Let’s hark back to the childhood game of musical chairs to talk about fossil fuels and climate change.
My thought bubble: The world’s oil, natural gas and coal producers are, metaphorically speaking, encircling a bunch of chairs, and as the world tightens its grip on heat-trapping emissions, the use of these fuels drops — and so does the number of chairs.
Where it stands: The big question for fossil fuel companies — and efforts to tackle climate change — is when and by how much will demand for these fuels decline? That’s where this existential game comes in, because the possible futures are vastly different depending on the world’s appetite to curb emissions.
- We’re at the beginning of the game, which will last at least decades and may never end. Coal companies are likely the first ones to lose chairs.
- Risk is also materializing for oil and gas companies, which are increasingly seeking to differentiate their strategies to position themselves as the final chairs in this game. Even in a world with aggressive climate policies, they’re betting we'll still need some oil and gas.

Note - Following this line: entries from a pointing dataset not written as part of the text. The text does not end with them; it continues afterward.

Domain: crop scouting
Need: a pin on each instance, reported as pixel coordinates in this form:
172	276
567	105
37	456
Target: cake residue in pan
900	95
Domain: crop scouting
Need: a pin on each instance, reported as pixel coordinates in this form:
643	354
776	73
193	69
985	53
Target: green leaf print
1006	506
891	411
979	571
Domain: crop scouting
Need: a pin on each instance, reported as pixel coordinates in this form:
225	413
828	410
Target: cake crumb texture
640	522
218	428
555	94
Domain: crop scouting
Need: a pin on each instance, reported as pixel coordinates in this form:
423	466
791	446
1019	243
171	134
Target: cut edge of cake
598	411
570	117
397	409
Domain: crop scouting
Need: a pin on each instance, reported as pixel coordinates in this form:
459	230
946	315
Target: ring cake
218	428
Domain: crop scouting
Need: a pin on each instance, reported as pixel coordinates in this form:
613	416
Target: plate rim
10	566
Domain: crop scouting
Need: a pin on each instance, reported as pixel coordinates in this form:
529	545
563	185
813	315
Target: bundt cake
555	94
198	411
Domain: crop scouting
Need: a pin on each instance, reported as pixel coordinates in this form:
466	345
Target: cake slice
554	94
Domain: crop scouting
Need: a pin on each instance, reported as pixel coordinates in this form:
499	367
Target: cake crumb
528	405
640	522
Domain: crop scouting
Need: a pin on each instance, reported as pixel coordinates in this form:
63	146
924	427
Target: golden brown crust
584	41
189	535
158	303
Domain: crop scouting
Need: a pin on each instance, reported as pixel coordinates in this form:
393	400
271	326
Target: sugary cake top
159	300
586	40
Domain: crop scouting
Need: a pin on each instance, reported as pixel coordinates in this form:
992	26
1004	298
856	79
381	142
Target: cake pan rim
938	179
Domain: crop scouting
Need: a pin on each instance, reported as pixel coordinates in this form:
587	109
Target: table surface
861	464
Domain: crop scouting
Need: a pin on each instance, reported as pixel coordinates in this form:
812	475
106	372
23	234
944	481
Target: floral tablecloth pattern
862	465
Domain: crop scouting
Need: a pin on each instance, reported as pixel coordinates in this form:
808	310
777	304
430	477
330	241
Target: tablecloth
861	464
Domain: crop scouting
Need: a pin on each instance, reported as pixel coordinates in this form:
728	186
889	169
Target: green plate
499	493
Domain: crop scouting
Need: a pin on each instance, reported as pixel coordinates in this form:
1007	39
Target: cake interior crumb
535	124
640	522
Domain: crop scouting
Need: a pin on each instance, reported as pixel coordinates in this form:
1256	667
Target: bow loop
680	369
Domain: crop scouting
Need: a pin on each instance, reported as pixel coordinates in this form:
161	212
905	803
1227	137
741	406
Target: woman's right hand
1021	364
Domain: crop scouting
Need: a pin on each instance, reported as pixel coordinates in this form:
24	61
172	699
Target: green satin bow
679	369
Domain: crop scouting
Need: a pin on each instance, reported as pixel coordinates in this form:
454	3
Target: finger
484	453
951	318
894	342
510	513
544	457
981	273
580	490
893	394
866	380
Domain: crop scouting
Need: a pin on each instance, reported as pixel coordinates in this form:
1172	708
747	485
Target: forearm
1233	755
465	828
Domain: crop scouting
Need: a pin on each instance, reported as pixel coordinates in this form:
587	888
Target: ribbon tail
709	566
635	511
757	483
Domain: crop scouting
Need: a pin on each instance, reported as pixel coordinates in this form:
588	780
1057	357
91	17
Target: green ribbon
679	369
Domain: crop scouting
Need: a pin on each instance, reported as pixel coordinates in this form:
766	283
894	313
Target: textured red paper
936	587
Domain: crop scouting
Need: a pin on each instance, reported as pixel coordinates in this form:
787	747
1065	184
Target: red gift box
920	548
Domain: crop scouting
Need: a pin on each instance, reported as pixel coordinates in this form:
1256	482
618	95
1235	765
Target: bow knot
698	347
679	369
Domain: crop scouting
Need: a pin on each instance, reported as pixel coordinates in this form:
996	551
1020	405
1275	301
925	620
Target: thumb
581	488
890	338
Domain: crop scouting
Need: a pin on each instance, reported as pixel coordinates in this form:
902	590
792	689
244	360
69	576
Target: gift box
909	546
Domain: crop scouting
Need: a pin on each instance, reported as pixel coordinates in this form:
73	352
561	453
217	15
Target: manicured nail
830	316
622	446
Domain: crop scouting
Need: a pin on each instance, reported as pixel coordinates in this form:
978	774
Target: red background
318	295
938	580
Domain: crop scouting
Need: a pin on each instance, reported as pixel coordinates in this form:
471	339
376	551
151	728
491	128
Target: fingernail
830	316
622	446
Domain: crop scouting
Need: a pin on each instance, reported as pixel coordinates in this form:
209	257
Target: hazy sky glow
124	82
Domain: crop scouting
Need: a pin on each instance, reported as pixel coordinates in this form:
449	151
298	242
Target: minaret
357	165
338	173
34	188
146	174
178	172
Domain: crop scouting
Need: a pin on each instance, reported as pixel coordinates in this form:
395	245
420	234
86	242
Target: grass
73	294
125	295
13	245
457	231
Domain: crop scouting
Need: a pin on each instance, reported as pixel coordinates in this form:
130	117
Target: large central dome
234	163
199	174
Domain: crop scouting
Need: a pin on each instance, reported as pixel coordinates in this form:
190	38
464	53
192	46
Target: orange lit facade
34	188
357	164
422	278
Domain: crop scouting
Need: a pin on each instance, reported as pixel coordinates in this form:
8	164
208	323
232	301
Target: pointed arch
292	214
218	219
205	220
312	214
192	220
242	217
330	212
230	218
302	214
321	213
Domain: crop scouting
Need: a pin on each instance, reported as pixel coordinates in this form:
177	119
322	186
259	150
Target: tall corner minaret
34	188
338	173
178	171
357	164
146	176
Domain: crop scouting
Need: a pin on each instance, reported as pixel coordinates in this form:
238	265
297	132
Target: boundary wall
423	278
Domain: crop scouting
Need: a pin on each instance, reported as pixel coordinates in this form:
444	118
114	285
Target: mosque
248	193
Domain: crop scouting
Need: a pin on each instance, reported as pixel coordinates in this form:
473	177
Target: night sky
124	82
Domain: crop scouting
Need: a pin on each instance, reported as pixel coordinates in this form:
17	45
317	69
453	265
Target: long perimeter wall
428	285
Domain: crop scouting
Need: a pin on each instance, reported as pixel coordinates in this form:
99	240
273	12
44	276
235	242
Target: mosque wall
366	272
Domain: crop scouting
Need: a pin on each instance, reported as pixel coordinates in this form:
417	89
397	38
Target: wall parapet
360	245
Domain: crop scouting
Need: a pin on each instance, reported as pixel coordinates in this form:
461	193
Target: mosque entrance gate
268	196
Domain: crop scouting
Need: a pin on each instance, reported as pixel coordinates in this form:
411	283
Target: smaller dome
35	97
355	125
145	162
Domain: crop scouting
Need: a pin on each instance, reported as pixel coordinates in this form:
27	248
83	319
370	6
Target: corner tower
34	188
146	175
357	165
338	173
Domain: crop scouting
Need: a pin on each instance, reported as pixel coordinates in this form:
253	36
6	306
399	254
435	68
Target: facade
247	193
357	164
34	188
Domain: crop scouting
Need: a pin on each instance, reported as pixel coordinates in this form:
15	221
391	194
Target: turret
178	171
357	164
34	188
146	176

But, but, but: In the actual game of musical chairs, eventually the music stops and only one chair remains. In this crude reality, we don’t know when the metaphorical music stops and the game ends — or that it even will.
Between the lines: Big oil and gas companies are employing divergent strategies to try to remain profitable in a widely uncertain future where we play the crude game of musical chairs at vastly different paces.

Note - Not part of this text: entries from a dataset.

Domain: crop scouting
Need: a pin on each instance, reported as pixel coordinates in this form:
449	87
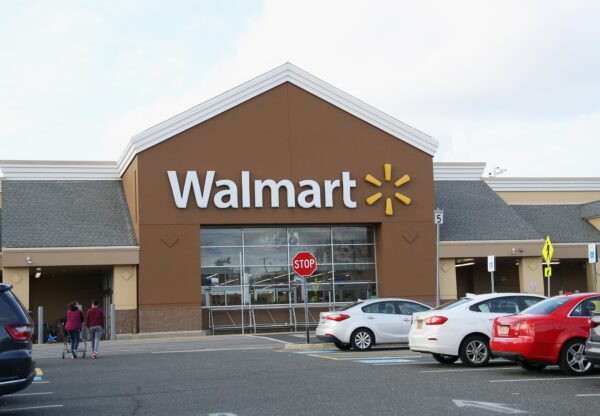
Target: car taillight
338	317
525	328
19	332
435	320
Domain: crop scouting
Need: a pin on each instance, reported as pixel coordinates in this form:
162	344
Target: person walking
73	326
95	322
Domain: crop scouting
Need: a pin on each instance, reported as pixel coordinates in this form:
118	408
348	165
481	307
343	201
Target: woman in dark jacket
73	325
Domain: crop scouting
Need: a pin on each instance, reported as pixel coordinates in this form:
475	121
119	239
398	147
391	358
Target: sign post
547	252
492	269
593	258
438	218
305	264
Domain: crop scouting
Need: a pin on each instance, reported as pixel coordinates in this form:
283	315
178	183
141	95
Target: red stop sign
304	263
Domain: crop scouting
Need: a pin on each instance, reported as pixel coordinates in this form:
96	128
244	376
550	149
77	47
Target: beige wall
19	278
125	287
448	279
589	275
531	275
546	198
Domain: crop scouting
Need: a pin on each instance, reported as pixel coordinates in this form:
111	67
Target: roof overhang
543	184
70	256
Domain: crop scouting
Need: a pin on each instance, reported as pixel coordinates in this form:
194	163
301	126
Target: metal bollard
40	325
113	320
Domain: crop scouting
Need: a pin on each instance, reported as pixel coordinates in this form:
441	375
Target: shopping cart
83	339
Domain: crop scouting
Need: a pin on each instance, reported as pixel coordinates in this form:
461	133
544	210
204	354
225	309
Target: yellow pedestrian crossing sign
547	251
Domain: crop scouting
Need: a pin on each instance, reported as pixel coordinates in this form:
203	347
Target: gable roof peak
286	72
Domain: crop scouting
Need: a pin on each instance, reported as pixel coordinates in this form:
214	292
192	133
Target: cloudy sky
515	84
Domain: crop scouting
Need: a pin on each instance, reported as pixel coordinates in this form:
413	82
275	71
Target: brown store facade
281	172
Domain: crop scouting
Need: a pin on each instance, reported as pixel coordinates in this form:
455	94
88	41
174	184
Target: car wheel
342	345
572	361
529	366
475	351
445	359
362	339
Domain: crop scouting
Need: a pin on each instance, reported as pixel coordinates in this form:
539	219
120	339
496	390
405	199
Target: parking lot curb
316	346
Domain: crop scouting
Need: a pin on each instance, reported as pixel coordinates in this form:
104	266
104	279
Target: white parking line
212	349
468	369
28	394
31	408
543	379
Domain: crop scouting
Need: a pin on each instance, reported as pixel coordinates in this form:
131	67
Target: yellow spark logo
387	173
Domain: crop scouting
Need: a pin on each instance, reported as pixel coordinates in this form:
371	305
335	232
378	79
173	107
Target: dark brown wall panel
285	133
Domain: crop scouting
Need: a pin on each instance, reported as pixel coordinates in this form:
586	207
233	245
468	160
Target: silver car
366	323
592	348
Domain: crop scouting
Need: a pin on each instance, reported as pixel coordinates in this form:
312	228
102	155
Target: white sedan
463	328
366	323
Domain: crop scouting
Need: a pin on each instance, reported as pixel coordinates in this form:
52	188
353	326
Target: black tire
342	345
445	359
474	351
362	339
529	366
572	360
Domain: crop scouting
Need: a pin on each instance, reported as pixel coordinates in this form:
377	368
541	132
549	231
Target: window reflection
346	265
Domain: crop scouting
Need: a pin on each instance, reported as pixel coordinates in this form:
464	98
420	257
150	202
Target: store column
589	275
125	298
531	275
18	277
448	290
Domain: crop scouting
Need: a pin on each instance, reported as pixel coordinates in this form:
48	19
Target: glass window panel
268	236
267	276
322	253
348	292
220	236
353	254
220	276
355	273
353	235
220	256
265	256
309	236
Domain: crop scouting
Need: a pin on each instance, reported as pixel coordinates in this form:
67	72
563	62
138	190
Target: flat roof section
563	223
65	214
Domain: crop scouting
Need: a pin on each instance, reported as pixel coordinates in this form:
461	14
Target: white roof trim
58	170
284	73
451	171
543	184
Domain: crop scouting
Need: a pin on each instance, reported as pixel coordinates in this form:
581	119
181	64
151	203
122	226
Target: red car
553	331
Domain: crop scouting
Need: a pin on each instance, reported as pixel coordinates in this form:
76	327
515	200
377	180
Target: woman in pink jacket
73	325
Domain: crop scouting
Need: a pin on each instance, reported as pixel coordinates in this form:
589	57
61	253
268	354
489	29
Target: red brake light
435	320
338	317
19	332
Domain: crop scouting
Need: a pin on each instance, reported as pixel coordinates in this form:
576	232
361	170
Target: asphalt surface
252	376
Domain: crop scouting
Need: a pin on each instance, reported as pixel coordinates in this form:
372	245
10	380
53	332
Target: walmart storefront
195	227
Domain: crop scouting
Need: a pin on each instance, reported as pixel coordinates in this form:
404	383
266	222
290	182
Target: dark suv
17	369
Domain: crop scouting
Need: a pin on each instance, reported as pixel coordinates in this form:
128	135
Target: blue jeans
74	335
95	335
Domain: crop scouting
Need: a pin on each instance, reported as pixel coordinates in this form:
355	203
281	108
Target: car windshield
546	306
453	304
346	307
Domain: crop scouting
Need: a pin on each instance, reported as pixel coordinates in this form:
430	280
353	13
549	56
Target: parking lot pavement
165	345
257	376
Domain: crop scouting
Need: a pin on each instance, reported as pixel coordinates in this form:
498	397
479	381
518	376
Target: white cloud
508	82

One future is business as usual, which continues rapid increases in wind and solar and also slow and uneven diminishing — but not abandoning — oil and natural gas.
- This is the track we’re on now. This future lacks coordinated global policy. The chairs would be removed slowly.

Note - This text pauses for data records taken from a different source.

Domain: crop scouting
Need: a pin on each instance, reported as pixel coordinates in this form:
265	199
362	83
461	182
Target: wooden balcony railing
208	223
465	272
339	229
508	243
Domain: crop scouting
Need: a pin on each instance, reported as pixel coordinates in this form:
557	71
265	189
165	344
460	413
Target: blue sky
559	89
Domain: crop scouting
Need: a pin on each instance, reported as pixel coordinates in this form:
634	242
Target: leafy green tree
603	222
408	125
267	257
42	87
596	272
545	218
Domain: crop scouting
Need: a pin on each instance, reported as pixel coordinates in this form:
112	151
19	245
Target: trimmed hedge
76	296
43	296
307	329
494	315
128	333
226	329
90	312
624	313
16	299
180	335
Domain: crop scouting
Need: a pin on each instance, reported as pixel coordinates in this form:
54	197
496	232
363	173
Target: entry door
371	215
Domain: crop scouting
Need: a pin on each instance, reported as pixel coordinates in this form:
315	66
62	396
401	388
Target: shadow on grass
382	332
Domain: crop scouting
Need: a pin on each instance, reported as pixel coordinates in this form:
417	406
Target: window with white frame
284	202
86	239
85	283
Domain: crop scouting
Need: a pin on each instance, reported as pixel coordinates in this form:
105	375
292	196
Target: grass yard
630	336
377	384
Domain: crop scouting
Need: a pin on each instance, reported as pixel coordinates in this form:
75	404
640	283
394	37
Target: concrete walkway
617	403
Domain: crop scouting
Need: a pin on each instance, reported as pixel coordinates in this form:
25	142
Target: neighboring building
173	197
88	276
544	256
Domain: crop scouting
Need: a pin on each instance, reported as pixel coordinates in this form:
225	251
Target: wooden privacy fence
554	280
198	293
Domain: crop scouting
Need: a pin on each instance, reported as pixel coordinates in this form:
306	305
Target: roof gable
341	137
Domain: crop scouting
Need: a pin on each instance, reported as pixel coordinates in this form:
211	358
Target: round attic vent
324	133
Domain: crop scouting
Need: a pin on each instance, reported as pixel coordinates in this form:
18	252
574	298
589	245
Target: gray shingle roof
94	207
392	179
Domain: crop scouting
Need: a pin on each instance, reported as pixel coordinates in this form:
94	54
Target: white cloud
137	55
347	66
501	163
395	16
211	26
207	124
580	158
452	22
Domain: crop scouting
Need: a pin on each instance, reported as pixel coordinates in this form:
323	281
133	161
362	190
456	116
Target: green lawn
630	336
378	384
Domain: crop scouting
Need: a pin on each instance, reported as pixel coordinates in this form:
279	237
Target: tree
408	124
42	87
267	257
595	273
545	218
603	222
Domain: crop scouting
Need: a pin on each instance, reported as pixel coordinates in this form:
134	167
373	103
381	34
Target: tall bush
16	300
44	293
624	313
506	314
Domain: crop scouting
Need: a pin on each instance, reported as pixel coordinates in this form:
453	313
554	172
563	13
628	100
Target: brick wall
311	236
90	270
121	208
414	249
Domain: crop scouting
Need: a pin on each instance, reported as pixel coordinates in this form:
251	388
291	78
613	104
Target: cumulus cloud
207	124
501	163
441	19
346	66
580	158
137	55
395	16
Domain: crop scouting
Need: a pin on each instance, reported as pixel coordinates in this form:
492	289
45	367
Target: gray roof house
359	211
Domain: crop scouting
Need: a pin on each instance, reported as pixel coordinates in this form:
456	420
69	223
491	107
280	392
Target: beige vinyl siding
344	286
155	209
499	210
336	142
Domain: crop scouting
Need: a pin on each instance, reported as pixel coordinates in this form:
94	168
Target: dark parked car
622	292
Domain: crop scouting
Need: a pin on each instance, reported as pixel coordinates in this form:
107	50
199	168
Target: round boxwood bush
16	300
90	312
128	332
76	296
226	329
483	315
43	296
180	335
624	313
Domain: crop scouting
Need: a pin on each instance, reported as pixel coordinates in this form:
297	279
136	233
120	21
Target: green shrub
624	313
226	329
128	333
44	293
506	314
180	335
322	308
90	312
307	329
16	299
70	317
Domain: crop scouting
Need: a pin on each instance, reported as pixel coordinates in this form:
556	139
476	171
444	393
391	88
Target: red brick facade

Another future — the one scientists, activists, Democratic politicians and a growing portion of the public say we must pursue — includes rapidly cutting emissions in the next 30 years, which inherently means a drastic reduction in fossil fuels.
- Big, global government policy is nearly essential for this future. Chairs would be removed far more quickly.
The bottom line: This isn’t fun like our childhood musical chairs, is it?